Güney Asya tifo ateşinin ana merkezi olsa da, COVID-19 salgını bize küreselleşen modern dünyada hastalık varyantlarının kolayca yayılabileceğini öğretti. Sağlık uzmanları, bunu önlemek için ülkelerin tifo aşılarına erişimi genişletmesi ve yeni antibiyotik araştırmalarına yatırım yapması gerektiğini savunuyor. Örneğin, Hindistan'da yapılan bir çalışma, kentsel alanlarda çocukların tifoya karşı aşılanmasının, tifo vakalarının ve ölümlerinin yüzde 36'sına kadarını önleyebileceğini tahmin ediyor.

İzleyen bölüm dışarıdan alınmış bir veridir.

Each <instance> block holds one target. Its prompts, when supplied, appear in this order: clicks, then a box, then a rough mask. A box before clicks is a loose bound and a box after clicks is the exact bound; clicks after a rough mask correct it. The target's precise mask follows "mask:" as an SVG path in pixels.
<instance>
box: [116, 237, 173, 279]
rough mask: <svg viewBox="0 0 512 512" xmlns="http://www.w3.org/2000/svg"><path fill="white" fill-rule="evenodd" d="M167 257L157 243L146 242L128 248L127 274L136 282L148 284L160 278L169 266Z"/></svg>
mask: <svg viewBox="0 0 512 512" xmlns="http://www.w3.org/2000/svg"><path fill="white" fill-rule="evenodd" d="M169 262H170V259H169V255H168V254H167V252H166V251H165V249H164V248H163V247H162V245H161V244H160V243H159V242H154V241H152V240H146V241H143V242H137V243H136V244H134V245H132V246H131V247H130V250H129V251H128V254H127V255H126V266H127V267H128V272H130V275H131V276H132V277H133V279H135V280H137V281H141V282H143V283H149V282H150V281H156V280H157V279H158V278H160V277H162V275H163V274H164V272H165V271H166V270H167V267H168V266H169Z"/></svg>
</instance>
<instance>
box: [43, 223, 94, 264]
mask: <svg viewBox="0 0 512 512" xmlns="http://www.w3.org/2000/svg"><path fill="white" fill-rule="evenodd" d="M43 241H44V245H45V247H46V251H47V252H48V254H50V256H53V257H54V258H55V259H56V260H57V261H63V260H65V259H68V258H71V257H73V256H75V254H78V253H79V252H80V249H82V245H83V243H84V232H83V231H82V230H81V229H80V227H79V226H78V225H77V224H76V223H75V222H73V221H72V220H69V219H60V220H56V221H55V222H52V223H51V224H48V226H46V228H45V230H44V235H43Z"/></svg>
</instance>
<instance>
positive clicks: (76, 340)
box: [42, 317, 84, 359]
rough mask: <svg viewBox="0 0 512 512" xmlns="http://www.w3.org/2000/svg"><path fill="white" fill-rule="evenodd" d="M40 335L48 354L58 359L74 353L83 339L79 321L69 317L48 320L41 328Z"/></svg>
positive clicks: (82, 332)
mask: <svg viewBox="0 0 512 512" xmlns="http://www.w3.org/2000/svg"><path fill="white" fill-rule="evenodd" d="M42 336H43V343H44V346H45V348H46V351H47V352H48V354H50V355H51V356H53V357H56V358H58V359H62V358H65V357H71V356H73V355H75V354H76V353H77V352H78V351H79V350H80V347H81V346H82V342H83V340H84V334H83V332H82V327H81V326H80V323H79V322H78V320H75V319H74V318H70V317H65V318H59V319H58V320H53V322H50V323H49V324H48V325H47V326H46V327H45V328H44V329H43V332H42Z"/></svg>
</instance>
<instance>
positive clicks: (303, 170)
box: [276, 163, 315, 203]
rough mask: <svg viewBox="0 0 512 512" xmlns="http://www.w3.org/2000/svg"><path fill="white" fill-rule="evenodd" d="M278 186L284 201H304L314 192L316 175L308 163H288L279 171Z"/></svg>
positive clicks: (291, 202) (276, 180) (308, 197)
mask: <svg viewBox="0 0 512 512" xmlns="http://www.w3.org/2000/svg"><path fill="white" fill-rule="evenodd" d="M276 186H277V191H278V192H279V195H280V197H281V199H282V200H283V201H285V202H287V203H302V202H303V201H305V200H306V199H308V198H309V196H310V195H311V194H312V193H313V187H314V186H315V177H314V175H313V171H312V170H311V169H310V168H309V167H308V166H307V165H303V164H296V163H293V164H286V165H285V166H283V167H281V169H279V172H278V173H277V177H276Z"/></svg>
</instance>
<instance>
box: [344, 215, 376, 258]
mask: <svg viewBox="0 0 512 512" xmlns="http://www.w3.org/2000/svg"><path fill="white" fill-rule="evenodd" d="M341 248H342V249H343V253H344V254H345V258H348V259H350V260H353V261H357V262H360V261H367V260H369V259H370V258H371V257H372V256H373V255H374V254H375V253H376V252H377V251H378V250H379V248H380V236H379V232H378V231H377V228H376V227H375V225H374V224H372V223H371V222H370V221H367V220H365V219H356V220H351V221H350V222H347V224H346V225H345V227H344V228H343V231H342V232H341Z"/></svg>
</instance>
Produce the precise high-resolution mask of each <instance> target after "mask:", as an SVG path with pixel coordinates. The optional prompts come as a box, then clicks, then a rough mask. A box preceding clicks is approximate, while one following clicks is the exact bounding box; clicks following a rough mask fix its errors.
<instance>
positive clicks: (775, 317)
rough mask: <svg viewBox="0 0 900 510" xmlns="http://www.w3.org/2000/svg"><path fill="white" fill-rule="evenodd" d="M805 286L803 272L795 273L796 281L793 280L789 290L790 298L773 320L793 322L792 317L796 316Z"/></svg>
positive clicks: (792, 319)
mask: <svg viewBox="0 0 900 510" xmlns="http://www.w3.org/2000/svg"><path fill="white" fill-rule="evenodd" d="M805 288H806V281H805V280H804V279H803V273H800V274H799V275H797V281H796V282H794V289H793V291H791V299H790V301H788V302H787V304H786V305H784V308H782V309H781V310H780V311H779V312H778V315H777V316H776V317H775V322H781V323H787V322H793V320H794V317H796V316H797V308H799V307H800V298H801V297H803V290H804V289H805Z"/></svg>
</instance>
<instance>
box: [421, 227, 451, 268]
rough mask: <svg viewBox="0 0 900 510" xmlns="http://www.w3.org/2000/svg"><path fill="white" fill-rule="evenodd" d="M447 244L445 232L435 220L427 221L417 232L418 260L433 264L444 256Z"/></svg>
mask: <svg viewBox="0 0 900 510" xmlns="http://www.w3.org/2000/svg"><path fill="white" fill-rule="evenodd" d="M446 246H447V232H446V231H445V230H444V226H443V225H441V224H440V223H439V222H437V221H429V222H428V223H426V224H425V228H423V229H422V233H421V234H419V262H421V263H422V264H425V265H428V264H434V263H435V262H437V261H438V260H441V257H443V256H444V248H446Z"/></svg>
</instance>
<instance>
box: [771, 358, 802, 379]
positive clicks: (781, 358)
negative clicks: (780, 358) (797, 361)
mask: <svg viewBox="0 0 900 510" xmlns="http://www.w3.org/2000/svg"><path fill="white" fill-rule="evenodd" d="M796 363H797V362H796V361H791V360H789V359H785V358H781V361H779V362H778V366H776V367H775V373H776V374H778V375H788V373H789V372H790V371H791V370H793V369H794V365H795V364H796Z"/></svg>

Pakistan, bu konuda öncülük ediyor ve rutin tifo aşısı sunan ilk ülke oldu. Sağlık uzmanları, daha fazla ülkenin bu adımı atması gerektiğini düşünüyor. Antibiyotik direnci, AIDS veya sıtma kadar ölümcül olmasa da, küresel olarak önde gelen ölüm nedenlerinden biri haline gelmiş durumda. Mevcut aşılar, gelecekteki felaketleri önlemek için en iyi araçlardan bazılarıdır.
Zaman kaybetme lüksümüz yok.
Çalışma, The Lancet Microbe dergisinde yayımlanmıştır.